A situação guarda semelhança com o que ocorre no entorno do Aeroporto Campo de Marte, em São Paulo. Lá, novas regras de proteção também colocaram o mercado imobiliário em alerta.

No caso paulistano, a discussão envolveu a altura de empreendimentos em áreas distantes da pista, considerando a soma entre terreno e edificação. Com isso, projetos passaram a exigir mais atenção técnica antes da aprovação.

No litoral, o debate ainda aparece em outra escala. Mesmo assim, o princípio é o mesmo: quando uma cidade cresce ao redor de um aeroporto, o planejamento urbano precisa conversar com a segurança operacional.

As zonas de proteção existem porque aeronaves precisam de margens seguras durante pousos e decolagens. Um obstáculo mal posicionado pode afetar trajetórias, procedimentos por instrumentos e alternativas em situações críticas.

Por isso, o DECEA trata o tema como parte da proteção do espaço aéreo. A análise não olha apenas a altura absoluta de uma construção, mas também sua posição, altitude do terreno e interferência nas superfícies protegidas.

Dessa forma, um prédio pode ser viável em uma área e exigir restrição em outra. Essa avaliação depende do ponto exato do terreno e do tipo de superfície aeronáutica envolvida.

Para o setor imobiliário, o principal impacto está na previsibilidade. Empreendimentos planejados sem consulta técnica podem enfrentar atrasos, revisões de projeto ou necessidade de adequações.

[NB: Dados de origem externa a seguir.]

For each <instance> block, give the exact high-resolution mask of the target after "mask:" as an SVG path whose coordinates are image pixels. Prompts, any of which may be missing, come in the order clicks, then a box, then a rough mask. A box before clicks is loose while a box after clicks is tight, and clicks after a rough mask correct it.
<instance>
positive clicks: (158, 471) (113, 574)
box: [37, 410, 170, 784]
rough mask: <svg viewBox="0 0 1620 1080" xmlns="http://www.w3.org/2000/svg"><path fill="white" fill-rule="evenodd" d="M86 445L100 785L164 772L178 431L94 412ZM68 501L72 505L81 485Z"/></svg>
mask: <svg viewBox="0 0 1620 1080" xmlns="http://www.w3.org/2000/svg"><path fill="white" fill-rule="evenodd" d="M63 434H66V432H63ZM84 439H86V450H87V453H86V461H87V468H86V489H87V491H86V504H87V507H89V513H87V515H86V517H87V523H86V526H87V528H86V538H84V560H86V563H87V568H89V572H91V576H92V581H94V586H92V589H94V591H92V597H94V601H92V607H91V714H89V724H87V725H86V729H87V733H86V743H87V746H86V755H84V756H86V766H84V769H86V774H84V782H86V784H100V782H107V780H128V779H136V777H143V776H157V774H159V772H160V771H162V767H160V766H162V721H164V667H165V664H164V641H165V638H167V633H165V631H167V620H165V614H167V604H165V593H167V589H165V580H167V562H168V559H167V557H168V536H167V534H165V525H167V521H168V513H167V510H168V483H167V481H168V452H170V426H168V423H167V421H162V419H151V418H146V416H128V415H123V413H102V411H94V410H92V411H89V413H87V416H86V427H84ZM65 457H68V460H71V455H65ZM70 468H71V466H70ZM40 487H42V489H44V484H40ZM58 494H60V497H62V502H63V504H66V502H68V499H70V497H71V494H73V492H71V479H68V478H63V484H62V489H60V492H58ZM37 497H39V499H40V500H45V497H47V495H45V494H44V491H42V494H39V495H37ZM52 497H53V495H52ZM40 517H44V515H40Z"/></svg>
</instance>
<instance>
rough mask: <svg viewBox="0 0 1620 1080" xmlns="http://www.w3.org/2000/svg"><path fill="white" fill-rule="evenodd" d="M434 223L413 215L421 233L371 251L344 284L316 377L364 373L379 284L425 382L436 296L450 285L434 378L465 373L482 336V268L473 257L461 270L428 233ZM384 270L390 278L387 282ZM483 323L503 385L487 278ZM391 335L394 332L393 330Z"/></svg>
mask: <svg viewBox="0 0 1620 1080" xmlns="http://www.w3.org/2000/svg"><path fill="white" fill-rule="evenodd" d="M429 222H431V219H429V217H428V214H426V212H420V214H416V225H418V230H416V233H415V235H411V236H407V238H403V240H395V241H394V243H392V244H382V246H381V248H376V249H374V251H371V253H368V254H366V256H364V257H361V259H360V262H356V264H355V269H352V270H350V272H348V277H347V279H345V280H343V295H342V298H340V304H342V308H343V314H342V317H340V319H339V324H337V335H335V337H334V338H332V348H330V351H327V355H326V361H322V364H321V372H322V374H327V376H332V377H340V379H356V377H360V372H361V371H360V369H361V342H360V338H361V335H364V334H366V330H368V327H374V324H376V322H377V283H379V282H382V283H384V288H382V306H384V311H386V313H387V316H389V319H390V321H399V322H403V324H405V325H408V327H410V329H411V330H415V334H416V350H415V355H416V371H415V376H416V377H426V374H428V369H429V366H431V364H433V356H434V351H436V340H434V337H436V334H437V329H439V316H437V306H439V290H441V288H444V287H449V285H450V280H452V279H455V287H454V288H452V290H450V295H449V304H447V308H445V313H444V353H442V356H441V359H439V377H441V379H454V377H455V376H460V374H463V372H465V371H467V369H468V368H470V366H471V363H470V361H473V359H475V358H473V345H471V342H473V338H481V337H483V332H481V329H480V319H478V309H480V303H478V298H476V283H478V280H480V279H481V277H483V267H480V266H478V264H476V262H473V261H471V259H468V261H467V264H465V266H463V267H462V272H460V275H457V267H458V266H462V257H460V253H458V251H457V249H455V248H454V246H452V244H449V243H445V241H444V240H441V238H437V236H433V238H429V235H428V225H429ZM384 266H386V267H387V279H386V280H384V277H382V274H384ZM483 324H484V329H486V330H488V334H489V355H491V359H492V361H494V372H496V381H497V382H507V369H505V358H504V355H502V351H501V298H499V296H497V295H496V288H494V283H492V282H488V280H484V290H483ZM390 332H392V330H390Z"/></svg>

Além disso, terrenos que antes pareciam aptos a receber prédios mais altos podem ter potencial construtivo limitado. Isso pode alterar estudos de viabilidade, valores de áreas e estratégias de incorporação.

Por outro lado, a existência de regras claras também pode reduzir insegurança. Quando municípios, construtoras e órgãos aeronáuticos trabalham com dados atualizados, o risco de conflito diminui.

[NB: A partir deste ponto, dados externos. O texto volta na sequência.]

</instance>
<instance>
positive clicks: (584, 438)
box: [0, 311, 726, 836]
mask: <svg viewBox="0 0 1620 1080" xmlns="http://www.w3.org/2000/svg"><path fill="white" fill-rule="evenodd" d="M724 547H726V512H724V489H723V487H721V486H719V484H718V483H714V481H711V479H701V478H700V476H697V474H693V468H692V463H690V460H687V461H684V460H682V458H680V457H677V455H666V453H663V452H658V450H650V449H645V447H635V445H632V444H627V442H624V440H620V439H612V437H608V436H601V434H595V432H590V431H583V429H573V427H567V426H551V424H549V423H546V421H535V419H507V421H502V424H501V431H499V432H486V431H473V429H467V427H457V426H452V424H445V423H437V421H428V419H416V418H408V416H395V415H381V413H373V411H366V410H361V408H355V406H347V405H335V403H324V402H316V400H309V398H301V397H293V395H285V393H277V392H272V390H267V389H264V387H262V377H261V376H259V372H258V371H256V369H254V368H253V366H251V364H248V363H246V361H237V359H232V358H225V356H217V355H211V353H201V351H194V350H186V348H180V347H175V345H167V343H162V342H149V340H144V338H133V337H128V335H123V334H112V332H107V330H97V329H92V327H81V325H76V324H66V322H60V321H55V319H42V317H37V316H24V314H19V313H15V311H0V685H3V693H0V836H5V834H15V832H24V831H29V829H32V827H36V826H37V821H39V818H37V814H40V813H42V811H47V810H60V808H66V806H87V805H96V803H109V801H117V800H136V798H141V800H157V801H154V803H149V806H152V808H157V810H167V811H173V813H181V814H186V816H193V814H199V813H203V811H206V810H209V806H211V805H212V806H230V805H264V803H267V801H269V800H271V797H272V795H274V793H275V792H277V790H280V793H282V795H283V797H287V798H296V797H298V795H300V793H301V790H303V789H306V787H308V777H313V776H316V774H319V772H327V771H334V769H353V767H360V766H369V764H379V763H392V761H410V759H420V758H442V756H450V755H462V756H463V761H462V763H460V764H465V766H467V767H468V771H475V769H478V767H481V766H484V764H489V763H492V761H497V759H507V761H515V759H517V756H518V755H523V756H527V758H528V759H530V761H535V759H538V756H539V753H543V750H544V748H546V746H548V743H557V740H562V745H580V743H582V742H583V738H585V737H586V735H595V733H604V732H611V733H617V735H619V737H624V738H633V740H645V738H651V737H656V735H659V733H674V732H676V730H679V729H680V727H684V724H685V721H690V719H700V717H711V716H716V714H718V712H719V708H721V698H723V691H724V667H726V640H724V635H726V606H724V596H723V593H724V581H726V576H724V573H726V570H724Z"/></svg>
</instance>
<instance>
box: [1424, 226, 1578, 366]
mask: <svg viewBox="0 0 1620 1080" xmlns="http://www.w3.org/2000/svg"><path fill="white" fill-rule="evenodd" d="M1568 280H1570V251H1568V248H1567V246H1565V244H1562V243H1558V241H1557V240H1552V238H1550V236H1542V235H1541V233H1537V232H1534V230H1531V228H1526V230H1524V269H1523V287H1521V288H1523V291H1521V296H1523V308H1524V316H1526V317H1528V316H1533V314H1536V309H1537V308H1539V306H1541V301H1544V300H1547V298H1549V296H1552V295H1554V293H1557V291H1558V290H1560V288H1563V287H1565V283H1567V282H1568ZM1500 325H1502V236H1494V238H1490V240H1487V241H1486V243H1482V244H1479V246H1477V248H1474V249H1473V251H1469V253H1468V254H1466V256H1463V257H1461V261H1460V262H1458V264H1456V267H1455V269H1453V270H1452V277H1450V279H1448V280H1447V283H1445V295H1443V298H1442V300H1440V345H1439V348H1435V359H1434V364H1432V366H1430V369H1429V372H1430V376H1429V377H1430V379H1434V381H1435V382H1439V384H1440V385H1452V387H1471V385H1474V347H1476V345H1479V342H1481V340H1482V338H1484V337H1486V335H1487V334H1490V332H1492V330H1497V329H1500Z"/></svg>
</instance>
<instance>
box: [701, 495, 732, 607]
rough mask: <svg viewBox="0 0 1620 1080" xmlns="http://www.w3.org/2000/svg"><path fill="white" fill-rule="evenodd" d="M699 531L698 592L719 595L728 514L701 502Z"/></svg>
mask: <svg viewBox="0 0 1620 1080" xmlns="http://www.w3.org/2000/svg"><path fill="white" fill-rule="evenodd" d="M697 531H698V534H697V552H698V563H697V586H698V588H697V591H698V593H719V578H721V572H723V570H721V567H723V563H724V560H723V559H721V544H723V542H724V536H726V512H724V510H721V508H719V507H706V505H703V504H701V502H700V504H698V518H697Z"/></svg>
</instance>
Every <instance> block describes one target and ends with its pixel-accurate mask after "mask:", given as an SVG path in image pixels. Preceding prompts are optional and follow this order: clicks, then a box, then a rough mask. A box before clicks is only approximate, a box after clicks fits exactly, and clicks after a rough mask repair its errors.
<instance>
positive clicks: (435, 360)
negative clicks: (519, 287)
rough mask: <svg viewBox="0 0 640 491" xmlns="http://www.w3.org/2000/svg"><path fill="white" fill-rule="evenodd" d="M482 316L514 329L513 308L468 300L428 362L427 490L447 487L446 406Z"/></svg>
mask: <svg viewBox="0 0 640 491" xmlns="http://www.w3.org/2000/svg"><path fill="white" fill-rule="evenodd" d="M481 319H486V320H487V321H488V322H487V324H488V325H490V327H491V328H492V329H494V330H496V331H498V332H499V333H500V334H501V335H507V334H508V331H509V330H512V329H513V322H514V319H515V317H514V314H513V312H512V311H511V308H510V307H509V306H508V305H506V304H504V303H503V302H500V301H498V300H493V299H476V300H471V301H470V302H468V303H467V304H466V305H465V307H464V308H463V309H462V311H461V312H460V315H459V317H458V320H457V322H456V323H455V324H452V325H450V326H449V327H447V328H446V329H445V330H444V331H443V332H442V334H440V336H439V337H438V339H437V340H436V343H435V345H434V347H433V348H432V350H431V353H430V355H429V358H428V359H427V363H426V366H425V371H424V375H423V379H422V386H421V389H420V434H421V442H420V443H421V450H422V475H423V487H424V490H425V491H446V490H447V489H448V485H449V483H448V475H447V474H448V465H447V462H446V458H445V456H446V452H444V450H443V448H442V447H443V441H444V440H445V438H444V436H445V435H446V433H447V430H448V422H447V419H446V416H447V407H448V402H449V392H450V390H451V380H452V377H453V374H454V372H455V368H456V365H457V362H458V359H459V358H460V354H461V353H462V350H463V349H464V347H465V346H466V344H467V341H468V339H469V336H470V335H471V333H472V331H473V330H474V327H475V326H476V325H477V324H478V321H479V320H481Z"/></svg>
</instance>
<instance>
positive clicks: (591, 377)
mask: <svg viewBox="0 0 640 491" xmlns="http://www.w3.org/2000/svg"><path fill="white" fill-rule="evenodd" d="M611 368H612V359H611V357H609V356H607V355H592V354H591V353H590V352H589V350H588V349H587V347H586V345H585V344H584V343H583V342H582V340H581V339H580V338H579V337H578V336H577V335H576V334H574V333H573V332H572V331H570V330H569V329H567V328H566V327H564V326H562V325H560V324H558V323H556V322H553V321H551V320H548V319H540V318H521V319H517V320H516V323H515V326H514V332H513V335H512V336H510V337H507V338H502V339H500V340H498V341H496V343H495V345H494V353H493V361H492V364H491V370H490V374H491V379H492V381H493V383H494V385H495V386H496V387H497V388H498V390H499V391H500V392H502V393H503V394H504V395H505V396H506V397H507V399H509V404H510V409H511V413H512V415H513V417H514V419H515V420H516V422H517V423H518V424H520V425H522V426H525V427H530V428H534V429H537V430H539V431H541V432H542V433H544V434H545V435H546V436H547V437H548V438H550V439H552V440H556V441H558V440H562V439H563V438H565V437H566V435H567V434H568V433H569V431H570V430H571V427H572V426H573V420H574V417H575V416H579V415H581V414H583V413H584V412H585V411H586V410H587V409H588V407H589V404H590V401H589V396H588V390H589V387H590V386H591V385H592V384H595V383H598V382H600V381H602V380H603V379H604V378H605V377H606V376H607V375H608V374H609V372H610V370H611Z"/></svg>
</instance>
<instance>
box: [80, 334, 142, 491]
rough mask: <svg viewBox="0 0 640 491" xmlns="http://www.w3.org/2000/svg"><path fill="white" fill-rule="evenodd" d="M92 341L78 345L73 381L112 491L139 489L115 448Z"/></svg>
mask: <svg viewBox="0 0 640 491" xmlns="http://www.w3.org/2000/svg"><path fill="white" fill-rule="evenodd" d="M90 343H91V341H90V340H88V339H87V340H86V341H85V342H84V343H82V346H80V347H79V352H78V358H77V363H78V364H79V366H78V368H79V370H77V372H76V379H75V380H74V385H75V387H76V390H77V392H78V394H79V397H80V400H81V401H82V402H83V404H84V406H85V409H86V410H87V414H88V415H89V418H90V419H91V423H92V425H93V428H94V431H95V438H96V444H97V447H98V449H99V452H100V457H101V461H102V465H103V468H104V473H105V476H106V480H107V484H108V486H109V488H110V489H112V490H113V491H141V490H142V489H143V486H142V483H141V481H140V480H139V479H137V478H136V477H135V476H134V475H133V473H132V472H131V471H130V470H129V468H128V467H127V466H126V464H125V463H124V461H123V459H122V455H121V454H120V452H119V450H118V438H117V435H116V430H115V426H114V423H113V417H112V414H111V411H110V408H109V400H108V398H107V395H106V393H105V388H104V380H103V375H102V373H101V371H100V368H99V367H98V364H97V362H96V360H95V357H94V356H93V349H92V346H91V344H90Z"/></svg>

Limite de altura no Aeroporto de Guarujá deve seguir no centro do debate

A tendência é que o tema ganhe mais força conforme o aeroporto se aproxima da operação regular. Afinal, construtoras, prefeituras e moradores precisarão entender como as restrições afetam cada área.

Por enquanto, a questão não deve ser tratada como um problema definitivo. Na verdade, ela representa uma etapa técnica esperada em regiões que convivem com aeródromos.

Mesmo assim, o limite de altura no Aeroporto de Guarujá já coloca a Baixada Santista diante de uma discussão relevante: como crescer verticalmente sem comprometer a segurança dos voos.